Furkan Çayan, evinde bulunan ve FETÖ ile irtibatlı bulunan CD ve kitaplarla ilgili ise bu dokümanları kendilerine okullara kitap satmaya gelen kişilerin promosyon olarak verdiğini öne sürdü.
Tutuksuz sanık G.D. de kendisinin ev hanımı olduğunu belirterek, "Bu dava kapsamında yargılananlardan sadece eşimi tanıyorum. Diğer insanlarla hiçbir alakam yok. Hiçbir terör örgütüne üye değilim." dedi.

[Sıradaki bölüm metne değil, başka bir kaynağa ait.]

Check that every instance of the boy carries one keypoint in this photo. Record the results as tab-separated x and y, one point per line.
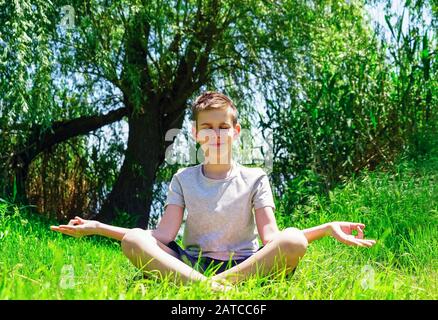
226	203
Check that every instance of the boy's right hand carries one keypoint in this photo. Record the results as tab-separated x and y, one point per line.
77	227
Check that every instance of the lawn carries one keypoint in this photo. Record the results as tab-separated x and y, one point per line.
399	207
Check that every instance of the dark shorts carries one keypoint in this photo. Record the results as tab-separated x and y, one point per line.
204	264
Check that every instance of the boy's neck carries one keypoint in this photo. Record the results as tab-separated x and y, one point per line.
217	171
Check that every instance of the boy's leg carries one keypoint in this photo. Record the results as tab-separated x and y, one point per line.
149	254
282	252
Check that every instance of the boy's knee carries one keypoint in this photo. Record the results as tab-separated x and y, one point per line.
293	241
132	238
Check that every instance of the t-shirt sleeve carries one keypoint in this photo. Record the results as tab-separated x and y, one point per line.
262	196
175	194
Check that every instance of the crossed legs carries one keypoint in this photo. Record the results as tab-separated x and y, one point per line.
150	255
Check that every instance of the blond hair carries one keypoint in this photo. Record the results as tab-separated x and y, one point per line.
213	100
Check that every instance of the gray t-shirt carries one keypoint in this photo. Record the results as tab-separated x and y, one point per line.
220	220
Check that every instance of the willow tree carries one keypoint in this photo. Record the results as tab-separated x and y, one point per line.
76	66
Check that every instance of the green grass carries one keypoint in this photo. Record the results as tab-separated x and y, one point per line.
399	208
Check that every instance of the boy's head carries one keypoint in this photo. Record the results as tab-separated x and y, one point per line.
212	100
214	118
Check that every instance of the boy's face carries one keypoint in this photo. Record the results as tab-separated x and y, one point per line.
215	133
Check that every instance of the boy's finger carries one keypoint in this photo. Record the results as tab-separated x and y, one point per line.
68	227
359	232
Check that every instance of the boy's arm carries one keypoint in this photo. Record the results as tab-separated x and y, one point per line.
79	227
165	232
169	224
110	231
342	231
266	224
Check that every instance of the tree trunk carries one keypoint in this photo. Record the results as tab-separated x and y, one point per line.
132	191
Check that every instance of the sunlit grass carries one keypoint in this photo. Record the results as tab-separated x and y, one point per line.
399	208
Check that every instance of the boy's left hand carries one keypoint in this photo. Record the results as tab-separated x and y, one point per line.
343	231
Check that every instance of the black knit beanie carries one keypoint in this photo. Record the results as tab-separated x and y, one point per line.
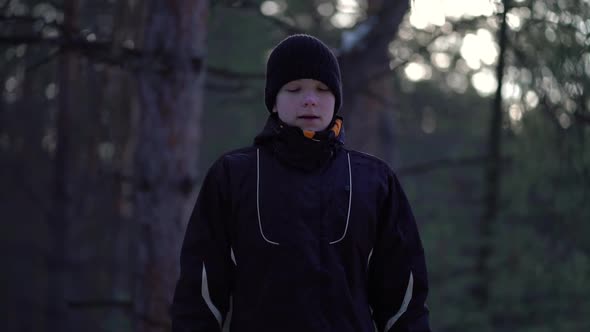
297	57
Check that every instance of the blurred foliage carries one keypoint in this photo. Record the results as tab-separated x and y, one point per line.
540	263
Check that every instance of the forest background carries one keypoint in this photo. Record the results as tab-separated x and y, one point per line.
112	111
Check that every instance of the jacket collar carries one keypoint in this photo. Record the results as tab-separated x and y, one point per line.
304	150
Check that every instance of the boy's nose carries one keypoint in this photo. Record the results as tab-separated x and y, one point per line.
310	99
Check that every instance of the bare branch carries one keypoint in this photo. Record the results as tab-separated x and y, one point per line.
439	164
110	53
277	21
385	102
229	74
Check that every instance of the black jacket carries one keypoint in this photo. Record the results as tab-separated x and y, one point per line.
331	248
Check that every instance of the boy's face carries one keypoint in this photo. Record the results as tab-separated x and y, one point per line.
305	103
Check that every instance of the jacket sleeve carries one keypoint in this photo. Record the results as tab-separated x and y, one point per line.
398	283
202	294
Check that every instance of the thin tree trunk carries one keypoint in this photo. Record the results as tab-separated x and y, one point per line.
365	88
170	100
492	177
57	310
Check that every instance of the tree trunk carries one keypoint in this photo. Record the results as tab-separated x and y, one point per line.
367	86
170	100
58	266
492	177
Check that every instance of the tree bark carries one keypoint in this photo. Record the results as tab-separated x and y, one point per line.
492	176
167	150
362	74
58	266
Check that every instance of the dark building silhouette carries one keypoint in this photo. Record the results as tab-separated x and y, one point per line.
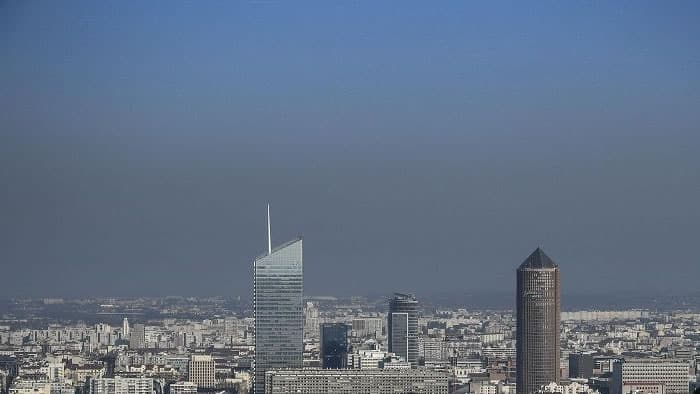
580	365
334	345
538	314
402	325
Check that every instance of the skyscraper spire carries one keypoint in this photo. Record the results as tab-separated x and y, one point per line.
269	237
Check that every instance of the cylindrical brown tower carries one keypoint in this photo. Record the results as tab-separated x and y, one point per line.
538	314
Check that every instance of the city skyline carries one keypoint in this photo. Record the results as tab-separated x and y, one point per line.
144	138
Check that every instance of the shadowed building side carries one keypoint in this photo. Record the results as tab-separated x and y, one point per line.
538	313
278	310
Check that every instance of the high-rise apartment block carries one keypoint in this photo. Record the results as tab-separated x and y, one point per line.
402	326
658	376
581	365
120	385
137	340
278	309
183	388
334	345
202	371
330	381
537	328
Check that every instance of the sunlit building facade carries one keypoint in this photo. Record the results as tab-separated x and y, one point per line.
278	310
537	328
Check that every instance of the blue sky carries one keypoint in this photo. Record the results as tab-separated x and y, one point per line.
443	138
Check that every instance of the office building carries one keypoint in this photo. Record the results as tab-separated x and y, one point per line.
137	339
125	328
201	371
278	309
538	308
402	326
334	345
351	381
183	388
367	327
658	376
581	365
120	385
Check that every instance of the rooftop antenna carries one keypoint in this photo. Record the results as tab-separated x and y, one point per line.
269	237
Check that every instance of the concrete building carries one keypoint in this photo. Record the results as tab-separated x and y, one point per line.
368	327
334	345
581	365
24	387
125	328
183	388
202	371
120	385
137	339
649	375
537	322
571	388
278	309
351	381
402	326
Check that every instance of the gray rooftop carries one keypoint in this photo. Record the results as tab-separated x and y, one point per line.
538	259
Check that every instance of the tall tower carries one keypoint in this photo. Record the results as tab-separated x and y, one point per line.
334	345
125	328
278	309
538	314
402	323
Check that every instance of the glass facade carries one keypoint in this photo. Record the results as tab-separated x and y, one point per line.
402	327
334	345
278	311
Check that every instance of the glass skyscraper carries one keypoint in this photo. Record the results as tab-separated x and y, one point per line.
278	310
334	345
537	329
403	327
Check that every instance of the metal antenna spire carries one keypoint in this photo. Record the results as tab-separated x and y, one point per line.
269	237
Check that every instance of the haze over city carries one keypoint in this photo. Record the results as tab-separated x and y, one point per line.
434	145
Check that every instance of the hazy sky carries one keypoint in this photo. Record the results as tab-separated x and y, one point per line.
416	146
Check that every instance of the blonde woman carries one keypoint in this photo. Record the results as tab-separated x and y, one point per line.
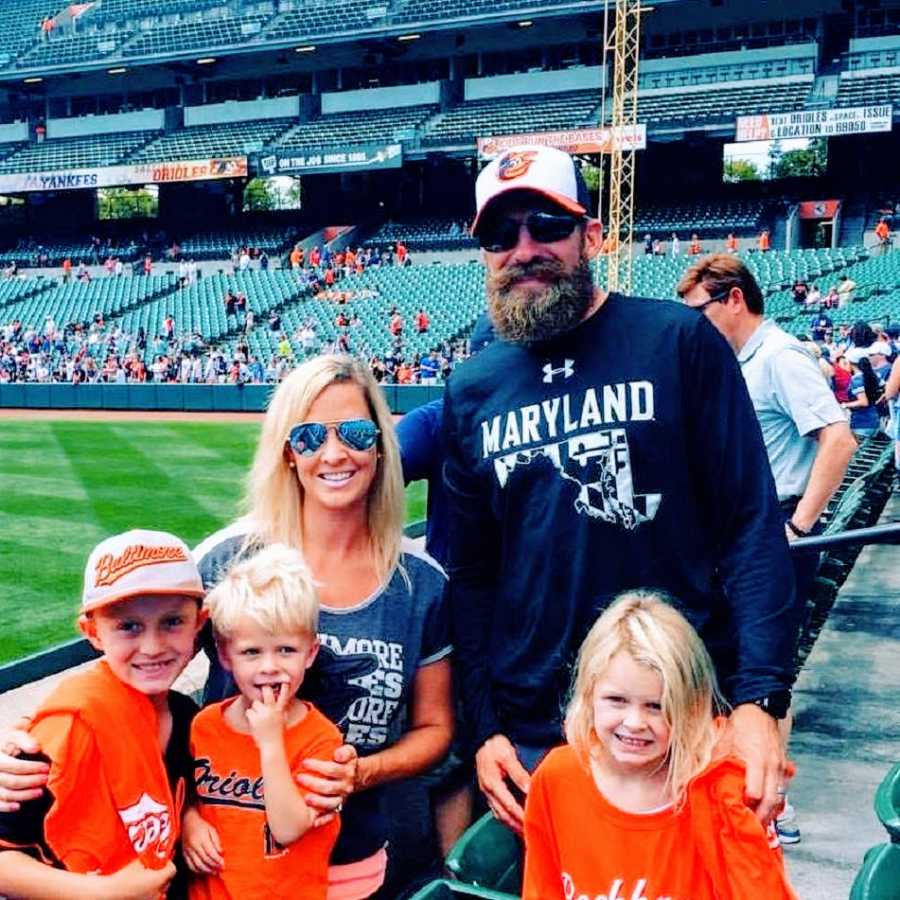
637	803
326	480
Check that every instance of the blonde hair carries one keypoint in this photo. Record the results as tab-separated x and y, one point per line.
274	497
273	587
650	630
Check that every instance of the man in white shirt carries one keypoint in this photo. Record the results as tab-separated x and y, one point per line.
806	434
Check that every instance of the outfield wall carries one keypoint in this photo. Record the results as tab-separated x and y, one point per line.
198	398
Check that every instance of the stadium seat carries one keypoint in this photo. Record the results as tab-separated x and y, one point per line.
77	152
513	115
887	804
341	129
879	877
221	139
487	855
449	890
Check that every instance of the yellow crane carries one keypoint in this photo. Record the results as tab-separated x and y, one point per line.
624	44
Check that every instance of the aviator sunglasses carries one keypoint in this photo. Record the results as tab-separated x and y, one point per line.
357	434
498	235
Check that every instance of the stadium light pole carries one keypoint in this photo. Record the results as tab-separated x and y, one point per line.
625	47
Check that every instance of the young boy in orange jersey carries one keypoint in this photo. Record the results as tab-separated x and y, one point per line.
251	834
114	735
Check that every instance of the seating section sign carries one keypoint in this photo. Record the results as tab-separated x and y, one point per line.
580	140
329	161
812	123
116	176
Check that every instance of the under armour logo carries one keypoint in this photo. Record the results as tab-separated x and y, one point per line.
567	370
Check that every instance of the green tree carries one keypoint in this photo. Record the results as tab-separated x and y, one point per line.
811	161
776	151
740	170
593	176
127	203
259	196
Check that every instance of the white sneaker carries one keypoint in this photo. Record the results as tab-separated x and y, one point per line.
786	825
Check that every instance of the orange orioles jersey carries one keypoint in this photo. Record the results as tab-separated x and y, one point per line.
228	787
109	798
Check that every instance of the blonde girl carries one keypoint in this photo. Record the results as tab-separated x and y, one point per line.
638	803
327	481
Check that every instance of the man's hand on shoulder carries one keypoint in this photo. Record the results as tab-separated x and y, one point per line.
496	762
752	736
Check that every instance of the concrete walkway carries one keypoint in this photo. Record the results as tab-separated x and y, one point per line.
847	727
846	734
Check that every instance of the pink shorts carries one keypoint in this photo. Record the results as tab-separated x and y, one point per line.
356	881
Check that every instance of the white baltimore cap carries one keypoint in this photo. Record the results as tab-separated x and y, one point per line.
547	171
136	563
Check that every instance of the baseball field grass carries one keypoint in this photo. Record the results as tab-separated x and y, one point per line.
65	485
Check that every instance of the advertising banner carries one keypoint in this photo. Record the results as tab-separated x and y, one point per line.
818	209
581	140
813	123
117	176
306	161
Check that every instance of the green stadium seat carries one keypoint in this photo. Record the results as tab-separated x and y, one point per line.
887	804
879	877
487	855
450	890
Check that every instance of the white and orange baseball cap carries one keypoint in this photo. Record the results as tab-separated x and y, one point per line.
138	563
547	171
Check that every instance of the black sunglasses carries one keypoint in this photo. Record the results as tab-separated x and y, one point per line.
498	235
357	434
718	298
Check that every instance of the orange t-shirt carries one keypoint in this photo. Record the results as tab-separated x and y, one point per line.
580	845
229	794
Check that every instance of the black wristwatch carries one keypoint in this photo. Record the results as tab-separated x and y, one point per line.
775	704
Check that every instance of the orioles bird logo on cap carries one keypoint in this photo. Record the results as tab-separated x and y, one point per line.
515	164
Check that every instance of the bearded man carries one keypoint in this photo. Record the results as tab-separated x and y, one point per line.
604	443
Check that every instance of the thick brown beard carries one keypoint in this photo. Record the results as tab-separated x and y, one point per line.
528	315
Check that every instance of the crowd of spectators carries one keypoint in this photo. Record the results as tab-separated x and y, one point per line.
695	247
100	352
856	361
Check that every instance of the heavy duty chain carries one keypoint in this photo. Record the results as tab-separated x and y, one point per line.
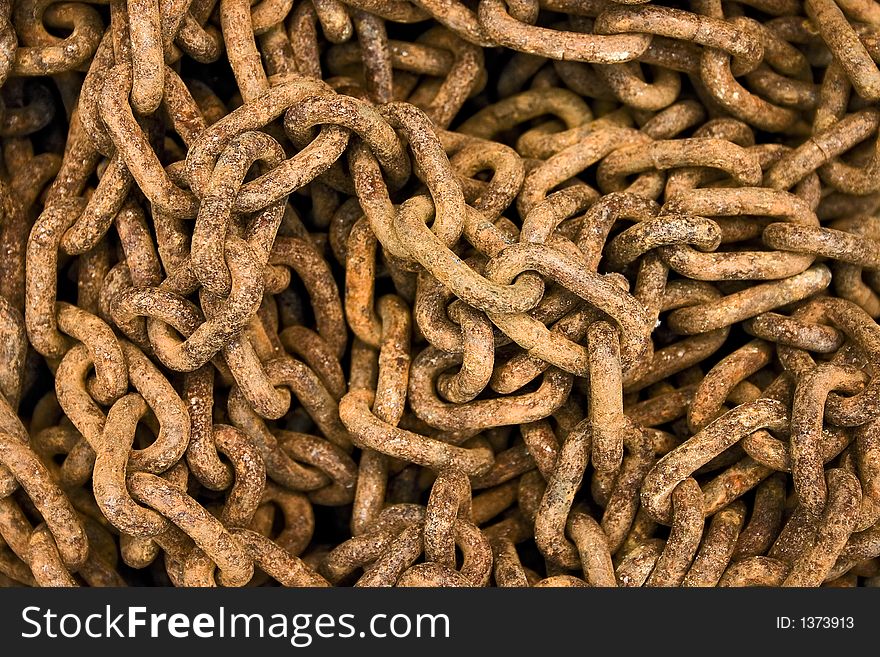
440	293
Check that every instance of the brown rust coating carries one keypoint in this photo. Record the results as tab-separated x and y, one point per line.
380	305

Yedigöller yolu üzerinde bulunan FETÖ lideri Fetullah Gülen’e ait kitapları eşi ile birlikte oraya kendilerinin attıklarını itiraf eden G.D., "Bu hain yapının yüzünü 15 Temmuz darbe girişimi esnasında gördük. Bu nedenle evimizde bulunan ve onlarla ilgili olan kitapları atmak istedik. Bu kitapları çöpe dahi atmanın suç olduğu dönemde ne yapacağımızı bilemeyerek uzak bir yere götürmek istedik. Bu nedenle kitapları oraya attık." diye konuştu.
G.D. kitapları tamamen dini hassasiyetler nedeniyle aldıklarını ya da kendilerine hediye geldiğini de anlatarak, kitapların alım tarihlerinin çok eski olduğunu da sözlerine ekledi.
Duruşma, diğer sanıkların da dinlenilmesi için yarına ertelendi.
- İddianameden
Bolu İl Milli Eğitim Müdürlüğü'ne bağlı okullarda görevli, önce açığa alınan daha sonra da meslekten ihraç edilen 71 kişi hakkında, "terör örgütüne üye olmak" suçlamasıyla, 5 yıldan 10 yıla kadar hapis cezası isteniyor.
İddianamede, şüphelilerden 39'unun örgütün şifreli haberleşme uygulaması "ByLock"u kullandığının tespit edildiği belirtiliyor.